0.1 M Sodium Thiosulfate Standardization Calculation
Introduction
Sodium thiosulfate (Na2S2O3) is a strong reducing agent commonly used as a titrant in oxidation-reduction reactions. To ensure accurate results, it is essential to standardize the sodium thiosulfate solution. In this article, we will discuss the calculation involved in standardizing a 0.1 M sodium thiosulfate solution using potassium dichromate (K2Cr2O7) as the primary standard.
Principle
The standardization of sodium thiosulfate is based on the reaction between sodium thiosulfate and potassium dichromate:
Na2S2O3 + K2Cr2O7 → Na2CrO4 + K2S2O3
Materials
- 0.1 M sodium thiosulfate solution (approximate concentration)
- Potassium dichromate (K2Cr2O7) crystals
- Distilled water
- Burette and pipettes
- Conical flask
Procedure
- Preparation of Potassium Dichromate Solution: Weigh accurately about 1.2 g of potassium dichromate crystals and dissolve it in 100 mL of distilled water in a conical flask. This solution will serve as the primary standard.
- Titration: Pipette 25 mL of the potassium dichromate solution into a conical flask. Add a few drops of indicator (e.g., diphenylamine) and slowly add the sodium thiosulfate solution from the burette until the endpoint is reached. Repeat the titration until three concordant readings are obtained.
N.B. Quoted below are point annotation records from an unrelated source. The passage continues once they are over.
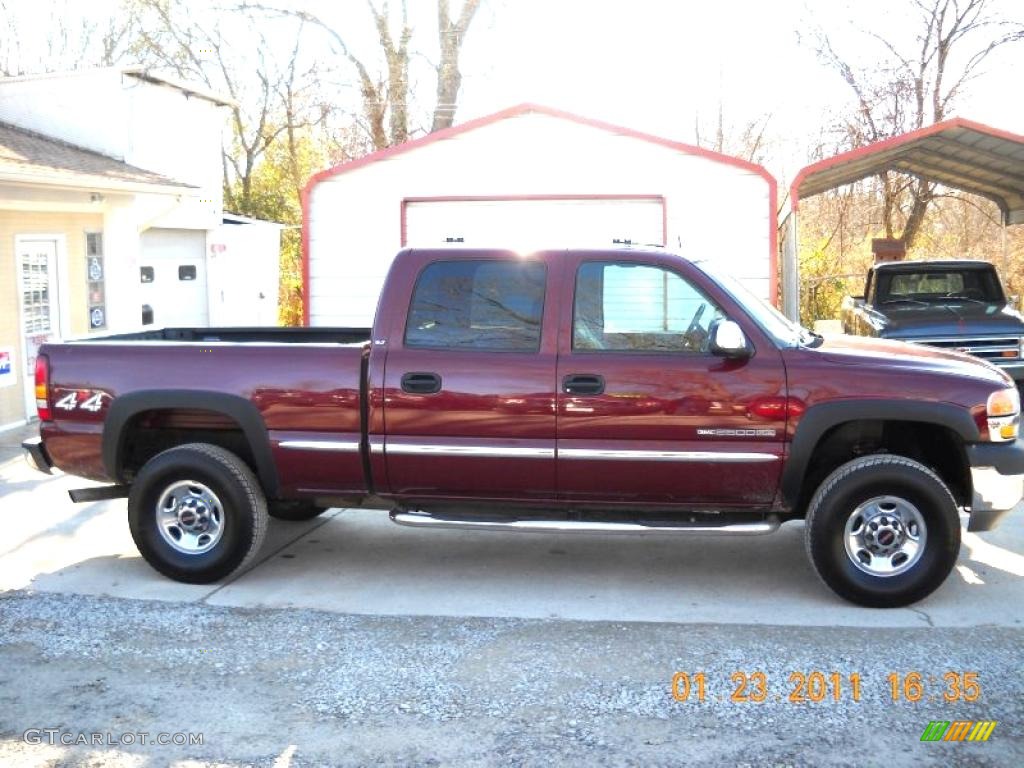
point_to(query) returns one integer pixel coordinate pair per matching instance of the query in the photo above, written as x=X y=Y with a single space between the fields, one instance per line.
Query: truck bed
x=263 y=335
x=287 y=398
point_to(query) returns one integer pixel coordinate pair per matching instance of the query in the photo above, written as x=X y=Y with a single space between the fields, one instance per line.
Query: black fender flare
x=820 y=418
x=124 y=408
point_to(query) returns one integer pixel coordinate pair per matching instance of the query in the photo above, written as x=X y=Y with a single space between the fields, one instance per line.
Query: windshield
x=939 y=285
x=771 y=321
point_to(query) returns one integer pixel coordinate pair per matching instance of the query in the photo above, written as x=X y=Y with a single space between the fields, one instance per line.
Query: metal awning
x=957 y=153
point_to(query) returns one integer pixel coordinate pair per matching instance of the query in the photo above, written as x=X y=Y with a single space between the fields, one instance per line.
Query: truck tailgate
x=296 y=404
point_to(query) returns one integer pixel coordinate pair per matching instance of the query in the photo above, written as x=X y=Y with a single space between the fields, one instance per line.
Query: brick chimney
x=888 y=249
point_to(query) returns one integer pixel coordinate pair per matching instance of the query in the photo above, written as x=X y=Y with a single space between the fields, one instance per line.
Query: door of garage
x=173 y=274
x=535 y=221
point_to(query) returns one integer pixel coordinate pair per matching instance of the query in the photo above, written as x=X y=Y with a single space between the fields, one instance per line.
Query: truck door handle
x=583 y=384
x=421 y=383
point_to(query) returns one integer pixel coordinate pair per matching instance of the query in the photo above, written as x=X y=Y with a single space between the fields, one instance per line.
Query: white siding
x=243 y=273
x=85 y=109
x=714 y=210
x=151 y=126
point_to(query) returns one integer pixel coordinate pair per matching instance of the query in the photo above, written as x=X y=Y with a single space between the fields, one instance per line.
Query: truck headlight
x=1004 y=410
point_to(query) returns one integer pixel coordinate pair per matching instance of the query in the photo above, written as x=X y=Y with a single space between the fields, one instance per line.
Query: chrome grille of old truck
x=997 y=349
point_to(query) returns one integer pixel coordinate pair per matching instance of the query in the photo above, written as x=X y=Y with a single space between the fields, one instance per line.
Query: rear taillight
x=43 y=388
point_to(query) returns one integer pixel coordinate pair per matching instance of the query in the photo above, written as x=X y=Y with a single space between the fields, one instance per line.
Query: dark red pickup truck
x=615 y=390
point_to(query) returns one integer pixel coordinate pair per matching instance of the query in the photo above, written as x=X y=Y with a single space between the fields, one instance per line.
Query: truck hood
x=861 y=350
x=912 y=321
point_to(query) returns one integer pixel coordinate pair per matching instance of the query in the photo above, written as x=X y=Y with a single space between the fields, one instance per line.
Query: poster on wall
x=7 y=378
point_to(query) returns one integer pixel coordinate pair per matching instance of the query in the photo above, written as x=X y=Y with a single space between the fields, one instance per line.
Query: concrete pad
x=53 y=545
x=359 y=562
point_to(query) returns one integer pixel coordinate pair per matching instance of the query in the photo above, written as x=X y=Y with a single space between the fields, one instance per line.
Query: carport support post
x=791 y=268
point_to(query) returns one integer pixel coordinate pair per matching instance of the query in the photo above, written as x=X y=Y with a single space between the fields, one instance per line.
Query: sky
x=659 y=66
x=655 y=66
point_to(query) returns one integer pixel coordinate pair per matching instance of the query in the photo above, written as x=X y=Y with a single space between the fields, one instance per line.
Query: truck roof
x=456 y=251
x=933 y=264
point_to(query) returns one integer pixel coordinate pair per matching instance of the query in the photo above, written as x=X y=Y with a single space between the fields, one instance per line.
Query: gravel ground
x=306 y=688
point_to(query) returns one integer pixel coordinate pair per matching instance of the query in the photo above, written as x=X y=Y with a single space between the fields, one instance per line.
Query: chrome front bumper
x=996 y=480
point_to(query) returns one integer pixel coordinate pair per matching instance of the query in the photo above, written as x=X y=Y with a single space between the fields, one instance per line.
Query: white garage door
x=535 y=223
x=173 y=274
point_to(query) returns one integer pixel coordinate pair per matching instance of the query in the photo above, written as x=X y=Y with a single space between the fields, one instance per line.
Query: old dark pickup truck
x=947 y=304
x=617 y=390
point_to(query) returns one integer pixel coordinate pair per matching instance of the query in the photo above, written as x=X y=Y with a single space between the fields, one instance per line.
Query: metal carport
x=958 y=153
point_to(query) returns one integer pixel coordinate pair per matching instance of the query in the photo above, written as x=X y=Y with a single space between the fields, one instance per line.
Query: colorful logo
x=958 y=730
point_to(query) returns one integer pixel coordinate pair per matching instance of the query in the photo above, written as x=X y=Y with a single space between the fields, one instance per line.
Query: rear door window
x=478 y=305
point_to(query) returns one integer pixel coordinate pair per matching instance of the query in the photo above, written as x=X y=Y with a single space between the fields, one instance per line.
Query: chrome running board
x=531 y=525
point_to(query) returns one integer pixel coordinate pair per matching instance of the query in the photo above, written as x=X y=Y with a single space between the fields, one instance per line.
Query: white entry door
x=37 y=260
x=173 y=274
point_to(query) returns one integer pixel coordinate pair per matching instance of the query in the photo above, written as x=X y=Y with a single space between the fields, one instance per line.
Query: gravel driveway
x=354 y=642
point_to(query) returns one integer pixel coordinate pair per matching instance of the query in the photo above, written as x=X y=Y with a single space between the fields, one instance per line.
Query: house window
x=95 y=276
x=478 y=305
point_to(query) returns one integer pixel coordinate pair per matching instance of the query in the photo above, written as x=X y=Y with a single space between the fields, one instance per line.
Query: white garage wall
x=714 y=210
x=535 y=223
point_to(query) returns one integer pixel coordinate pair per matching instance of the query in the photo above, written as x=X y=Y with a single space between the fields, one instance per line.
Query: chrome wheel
x=189 y=517
x=885 y=536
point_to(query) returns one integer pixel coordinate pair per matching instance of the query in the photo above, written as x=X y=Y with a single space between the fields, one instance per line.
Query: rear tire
x=295 y=511
x=883 y=531
x=197 y=513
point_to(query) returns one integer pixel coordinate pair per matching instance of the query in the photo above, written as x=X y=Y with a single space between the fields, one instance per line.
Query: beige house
x=56 y=270
x=112 y=217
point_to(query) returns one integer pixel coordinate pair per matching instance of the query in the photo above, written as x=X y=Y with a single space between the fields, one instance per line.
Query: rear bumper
x=36 y=456
x=997 y=481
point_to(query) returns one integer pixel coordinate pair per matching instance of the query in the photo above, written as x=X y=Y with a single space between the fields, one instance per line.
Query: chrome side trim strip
x=496 y=452
x=666 y=456
x=341 y=445
x=424 y=520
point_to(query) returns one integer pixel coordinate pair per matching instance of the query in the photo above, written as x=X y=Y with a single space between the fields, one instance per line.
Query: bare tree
x=918 y=83
x=61 y=35
x=385 y=87
x=269 y=96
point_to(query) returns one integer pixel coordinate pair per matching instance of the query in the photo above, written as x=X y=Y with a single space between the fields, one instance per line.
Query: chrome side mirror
x=728 y=340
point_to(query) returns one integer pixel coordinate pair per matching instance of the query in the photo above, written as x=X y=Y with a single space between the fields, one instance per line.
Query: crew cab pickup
x=611 y=390
x=947 y=304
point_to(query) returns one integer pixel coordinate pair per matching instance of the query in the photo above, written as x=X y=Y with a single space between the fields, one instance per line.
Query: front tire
x=883 y=531
x=197 y=513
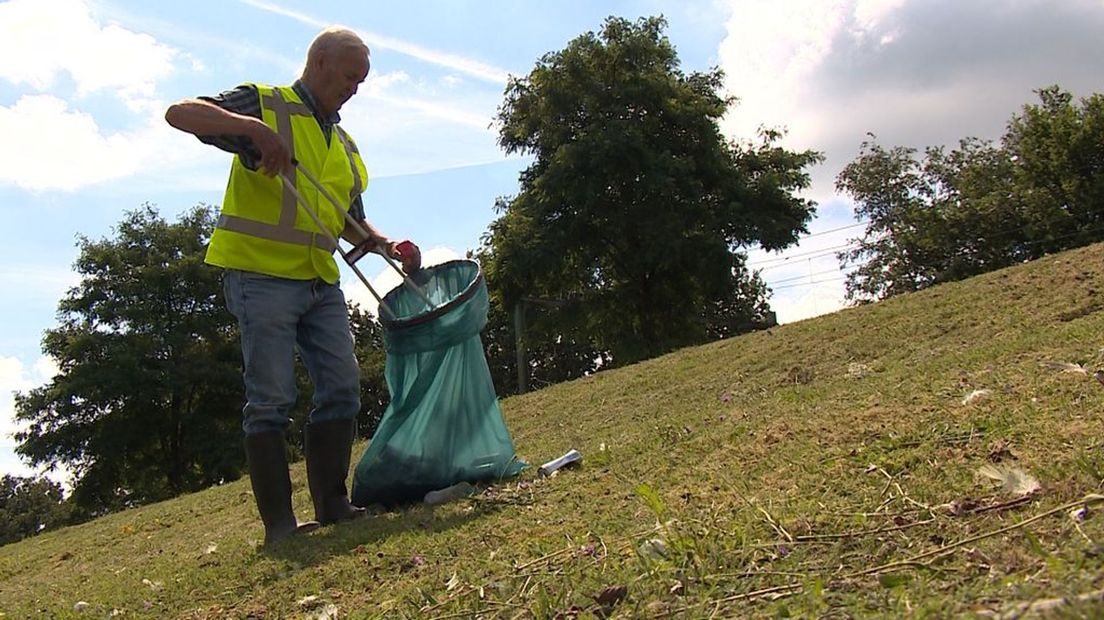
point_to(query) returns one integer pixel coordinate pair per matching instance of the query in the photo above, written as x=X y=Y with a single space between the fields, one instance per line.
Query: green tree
x=1057 y=148
x=147 y=402
x=947 y=215
x=30 y=505
x=635 y=212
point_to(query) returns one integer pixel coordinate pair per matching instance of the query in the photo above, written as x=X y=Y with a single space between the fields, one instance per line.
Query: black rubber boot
x=272 y=487
x=328 y=446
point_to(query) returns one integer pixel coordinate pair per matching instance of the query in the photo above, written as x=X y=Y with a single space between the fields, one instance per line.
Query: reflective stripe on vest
x=285 y=231
x=350 y=148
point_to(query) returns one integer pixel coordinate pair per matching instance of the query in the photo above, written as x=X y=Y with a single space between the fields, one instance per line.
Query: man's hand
x=409 y=254
x=275 y=157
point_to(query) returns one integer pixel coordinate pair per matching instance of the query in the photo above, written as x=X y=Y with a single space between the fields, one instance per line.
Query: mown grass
x=827 y=468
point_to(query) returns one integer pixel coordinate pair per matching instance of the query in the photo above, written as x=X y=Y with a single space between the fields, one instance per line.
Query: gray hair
x=332 y=39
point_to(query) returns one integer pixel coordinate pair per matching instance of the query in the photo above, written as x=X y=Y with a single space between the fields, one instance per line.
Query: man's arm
x=202 y=118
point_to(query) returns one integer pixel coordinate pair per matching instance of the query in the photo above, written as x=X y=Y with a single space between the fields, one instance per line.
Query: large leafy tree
x=147 y=402
x=947 y=215
x=634 y=214
x=30 y=505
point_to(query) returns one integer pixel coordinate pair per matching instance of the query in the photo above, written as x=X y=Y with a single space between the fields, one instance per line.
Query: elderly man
x=280 y=278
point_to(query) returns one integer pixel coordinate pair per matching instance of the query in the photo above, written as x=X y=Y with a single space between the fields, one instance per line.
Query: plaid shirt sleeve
x=245 y=102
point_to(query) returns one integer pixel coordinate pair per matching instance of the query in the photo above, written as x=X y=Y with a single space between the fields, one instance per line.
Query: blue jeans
x=276 y=317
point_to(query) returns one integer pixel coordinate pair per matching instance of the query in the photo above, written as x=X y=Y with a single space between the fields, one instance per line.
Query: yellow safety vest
x=262 y=227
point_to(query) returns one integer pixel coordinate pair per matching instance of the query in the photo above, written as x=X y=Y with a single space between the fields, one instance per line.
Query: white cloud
x=460 y=64
x=17 y=377
x=44 y=39
x=915 y=73
x=50 y=146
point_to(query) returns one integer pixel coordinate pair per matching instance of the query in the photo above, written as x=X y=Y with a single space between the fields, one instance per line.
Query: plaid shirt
x=245 y=100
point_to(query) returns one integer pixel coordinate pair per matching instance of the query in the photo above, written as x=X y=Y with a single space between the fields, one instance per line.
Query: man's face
x=342 y=72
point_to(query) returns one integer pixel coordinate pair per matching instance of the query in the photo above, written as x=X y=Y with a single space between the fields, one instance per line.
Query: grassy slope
x=792 y=459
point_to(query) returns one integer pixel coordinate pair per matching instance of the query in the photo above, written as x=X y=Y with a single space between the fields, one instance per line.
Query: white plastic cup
x=570 y=458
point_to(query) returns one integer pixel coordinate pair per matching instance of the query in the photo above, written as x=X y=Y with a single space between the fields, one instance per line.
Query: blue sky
x=84 y=85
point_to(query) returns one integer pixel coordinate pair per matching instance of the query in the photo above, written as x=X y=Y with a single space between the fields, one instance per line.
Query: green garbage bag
x=443 y=425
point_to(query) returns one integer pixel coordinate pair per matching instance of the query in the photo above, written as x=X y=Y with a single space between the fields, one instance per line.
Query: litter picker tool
x=358 y=252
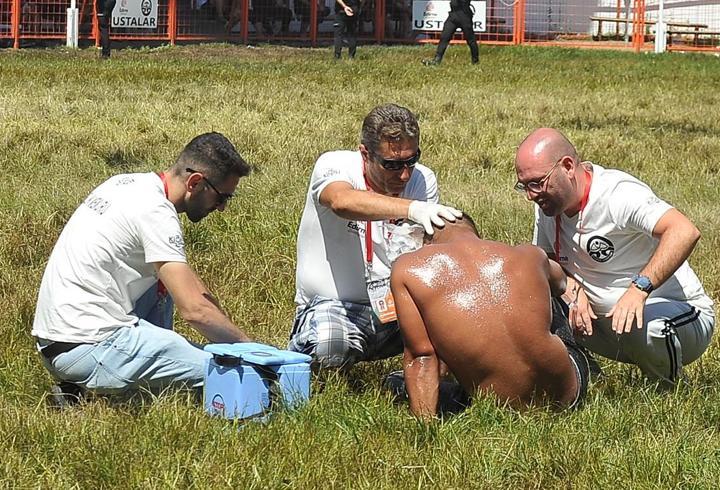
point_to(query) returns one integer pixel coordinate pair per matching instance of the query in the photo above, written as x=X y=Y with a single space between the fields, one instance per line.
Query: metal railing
x=619 y=24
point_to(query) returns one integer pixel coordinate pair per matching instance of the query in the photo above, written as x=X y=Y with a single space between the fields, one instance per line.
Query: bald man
x=484 y=308
x=632 y=295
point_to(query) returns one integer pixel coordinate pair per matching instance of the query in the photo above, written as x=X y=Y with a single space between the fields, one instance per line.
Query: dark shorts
x=578 y=358
x=582 y=370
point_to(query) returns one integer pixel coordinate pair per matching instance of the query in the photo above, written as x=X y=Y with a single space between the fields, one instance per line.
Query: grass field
x=68 y=121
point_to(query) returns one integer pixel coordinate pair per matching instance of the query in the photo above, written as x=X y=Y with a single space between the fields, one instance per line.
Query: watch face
x=643 y=283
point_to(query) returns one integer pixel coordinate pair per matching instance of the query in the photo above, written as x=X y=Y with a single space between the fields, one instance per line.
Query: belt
x=56 y=348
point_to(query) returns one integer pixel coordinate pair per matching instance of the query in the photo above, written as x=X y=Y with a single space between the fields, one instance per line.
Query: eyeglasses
x=396 y=165
x=223 y=197
x=536 y=186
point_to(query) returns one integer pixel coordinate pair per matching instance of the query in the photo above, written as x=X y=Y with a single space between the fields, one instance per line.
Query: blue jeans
x=338 y=334
x=145 y=355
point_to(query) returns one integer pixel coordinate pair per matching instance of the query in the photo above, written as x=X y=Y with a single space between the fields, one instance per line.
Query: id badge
x=381 y=300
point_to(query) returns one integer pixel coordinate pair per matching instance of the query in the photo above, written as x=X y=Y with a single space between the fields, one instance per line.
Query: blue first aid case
x=248 y=379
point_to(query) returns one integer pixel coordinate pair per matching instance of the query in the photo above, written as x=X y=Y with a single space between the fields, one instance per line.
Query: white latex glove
x=428 y=213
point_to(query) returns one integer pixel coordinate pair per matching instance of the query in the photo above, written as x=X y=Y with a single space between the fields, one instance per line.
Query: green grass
x=68 y=121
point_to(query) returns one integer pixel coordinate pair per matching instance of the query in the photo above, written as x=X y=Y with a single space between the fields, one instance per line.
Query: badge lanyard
x=162 y=290
x=583 y=203
x=381 y=299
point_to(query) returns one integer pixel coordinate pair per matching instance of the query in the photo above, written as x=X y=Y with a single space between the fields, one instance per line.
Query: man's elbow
x=195 y=314
x=694 y=234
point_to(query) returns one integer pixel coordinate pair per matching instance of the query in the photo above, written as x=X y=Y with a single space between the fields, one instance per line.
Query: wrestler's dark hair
x=465 y=220
x=214 y=156
x=388 y=122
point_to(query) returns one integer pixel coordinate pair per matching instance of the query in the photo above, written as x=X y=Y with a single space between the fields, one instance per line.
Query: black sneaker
x=65 y=395
x=452 y=398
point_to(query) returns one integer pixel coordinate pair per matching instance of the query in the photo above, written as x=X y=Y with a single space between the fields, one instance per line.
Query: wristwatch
x=643 y=283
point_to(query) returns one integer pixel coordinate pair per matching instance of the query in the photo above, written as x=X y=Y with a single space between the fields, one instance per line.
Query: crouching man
x=484 y=309
x=104 y=314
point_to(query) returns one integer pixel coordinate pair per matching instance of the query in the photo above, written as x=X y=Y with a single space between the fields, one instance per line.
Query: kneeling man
x=484 y=308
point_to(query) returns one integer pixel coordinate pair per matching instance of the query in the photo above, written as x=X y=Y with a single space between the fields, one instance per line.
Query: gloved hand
x=428 y=213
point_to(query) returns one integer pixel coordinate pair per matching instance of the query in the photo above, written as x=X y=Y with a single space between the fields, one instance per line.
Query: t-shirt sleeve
x=160 y=234
x=636 y=206
x=540 y=233
x=328 y=169
x=431 y=190
x=422 y=186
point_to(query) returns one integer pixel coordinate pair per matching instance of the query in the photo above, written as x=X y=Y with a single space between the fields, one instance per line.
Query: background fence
x=621 y=24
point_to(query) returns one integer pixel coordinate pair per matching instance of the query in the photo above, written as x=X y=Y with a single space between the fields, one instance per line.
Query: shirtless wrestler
x=484 y=308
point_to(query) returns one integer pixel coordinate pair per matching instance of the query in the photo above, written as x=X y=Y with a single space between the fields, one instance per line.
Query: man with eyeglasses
x=631 y=294
x=345 y=312
x=104 y=315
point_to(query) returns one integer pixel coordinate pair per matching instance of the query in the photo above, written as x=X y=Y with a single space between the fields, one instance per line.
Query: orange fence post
x=244 y=28
x=639 y=25
x=519 y=22
x=96 y=27
x=313 y=24
x=15 y=23
x=172 y=21
x=379 y=20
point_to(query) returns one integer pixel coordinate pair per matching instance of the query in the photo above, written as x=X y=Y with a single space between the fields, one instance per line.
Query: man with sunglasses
x=345 y=312
x=105 y=308
x=631 y=294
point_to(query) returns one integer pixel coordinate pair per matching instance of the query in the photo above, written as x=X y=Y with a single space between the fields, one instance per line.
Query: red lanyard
x=368 y=227
x=162 y=290
x=583 y=203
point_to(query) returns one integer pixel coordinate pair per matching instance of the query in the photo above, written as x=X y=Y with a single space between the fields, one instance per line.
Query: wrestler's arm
x=420 y=362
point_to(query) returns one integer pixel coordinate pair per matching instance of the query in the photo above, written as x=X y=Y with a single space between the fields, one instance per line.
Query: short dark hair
x=465 y=220
x=388 y=122
x=214 y=156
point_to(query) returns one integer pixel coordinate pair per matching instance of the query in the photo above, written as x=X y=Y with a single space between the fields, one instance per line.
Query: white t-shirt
x=103 y=261
x=330 y=260
x=611 y=240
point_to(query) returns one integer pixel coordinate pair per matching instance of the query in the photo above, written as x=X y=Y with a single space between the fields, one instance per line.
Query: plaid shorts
x=337 y=334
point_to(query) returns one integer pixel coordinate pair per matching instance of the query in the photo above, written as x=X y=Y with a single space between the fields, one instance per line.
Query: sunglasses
x=396 y=165
x=223 y=197
x=536 y=186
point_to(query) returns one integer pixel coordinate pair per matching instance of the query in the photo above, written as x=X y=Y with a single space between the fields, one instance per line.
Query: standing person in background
x=344 y=308
x=347 y=22
x=461 y=12
x=104 y=10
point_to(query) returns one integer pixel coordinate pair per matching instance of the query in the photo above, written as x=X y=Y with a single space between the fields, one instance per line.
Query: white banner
x=430 y=15
x=135 y=14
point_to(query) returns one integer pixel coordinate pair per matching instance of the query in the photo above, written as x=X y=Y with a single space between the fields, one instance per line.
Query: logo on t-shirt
x=177 y=242
x=600 y=249
x=125 y=180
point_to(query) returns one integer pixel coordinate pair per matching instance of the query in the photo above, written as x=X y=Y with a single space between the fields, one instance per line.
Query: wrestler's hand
x=428 y=213
x=581 y=313
x=628 y=310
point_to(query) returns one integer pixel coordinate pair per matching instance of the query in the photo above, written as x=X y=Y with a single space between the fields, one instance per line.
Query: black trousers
x=346 y=29
x=463 y=20
x=104 y=12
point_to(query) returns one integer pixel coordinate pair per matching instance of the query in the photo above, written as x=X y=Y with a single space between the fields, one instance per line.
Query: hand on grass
x=581 y=313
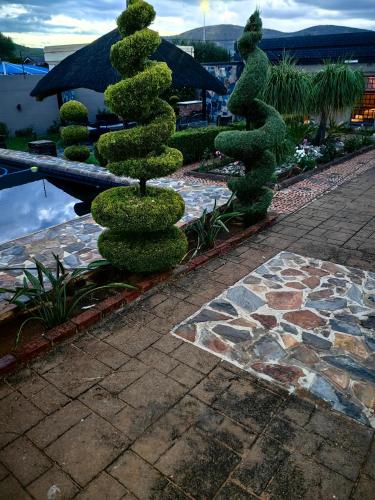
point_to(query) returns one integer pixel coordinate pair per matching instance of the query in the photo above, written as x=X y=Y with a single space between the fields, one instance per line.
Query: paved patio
x=129 y=411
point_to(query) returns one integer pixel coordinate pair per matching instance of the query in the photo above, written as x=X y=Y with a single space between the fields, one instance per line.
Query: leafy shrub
x=74 y=134
x=4 y=129
x=77 y=153
x=74 y=112
x=54 y=128
x=210 y=225
x=353 y=144
x=54 y=293
x=125 y=210
x=25 y=132
x=194 y=142
x=253 y=146
x=144 y=252
x=328 y=151
x=141 y=235
x=101 y=160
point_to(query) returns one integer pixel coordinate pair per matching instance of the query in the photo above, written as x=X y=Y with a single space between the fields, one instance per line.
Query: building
x=310 y=52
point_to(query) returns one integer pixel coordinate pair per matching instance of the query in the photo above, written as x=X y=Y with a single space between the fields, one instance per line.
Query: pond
x=30 y=201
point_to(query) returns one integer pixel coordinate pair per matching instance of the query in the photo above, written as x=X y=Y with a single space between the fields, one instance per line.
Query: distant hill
x=29 y=52
x=226 y=34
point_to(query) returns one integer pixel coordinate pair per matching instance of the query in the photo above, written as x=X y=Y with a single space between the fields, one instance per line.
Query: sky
x=37 y=23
- Calculation: The amount of potassium dichromate reacted with sodium thiosulfate is calculated using the following formula:
Number of moles of K2Cr2O7 = (Volume of K2Cr2O7 solution x Molarity of K2Cr2O7) / 2
where the factor 2 is due to the reaction stoichiometry.
Let the volume of K2Cr2O7 solution = 25 mL = 0.025 L Molarity of K2Cr2O7 = 0.1 M ( exact molarity can be calculated separately)
Number of moles of K2Cr2O7 = (0.025 L x 0.1 M) / 2 = 0.00125 mol
The number of moles of sodium thiosulfate reacted is equal to the number of moles of potassium dichromate reacted, since the reaction is 1:1.
Number of moles of Na2S2O3 = 0.00125 mol
The concentration of sodium thiosulfate can be calculated as:
Molarity of Na2S2O3 = Number of moles of Na2S2O3 / Volume of Na2S2O3 solution (in liters)
Let the volume of Na2S2O3 solution used in the titration = x mL = x/1000 L
Molarity of Na2S2O3 = 0.00125 mol / (x/1000) L = 1.25/x M
Example Calculation
Suppose the volume of sodium thiosulfate solution used in the titration is 23.50 mL.
Molarity of Na2S2O3 = 1.25 / (23.50/1000) = 0.106 M
Therefore, the standardized concentration of the sodium thiosulfate solution is 0.106 M.
Conclusion
The standardization of sodium thiosulfate is a crucial step in ensuring accurate results in oxidation-reduction reactions. By following the procedure outlined above and performing the necessary calculations, the concentration of sodium thiosulfate can be accurately determined.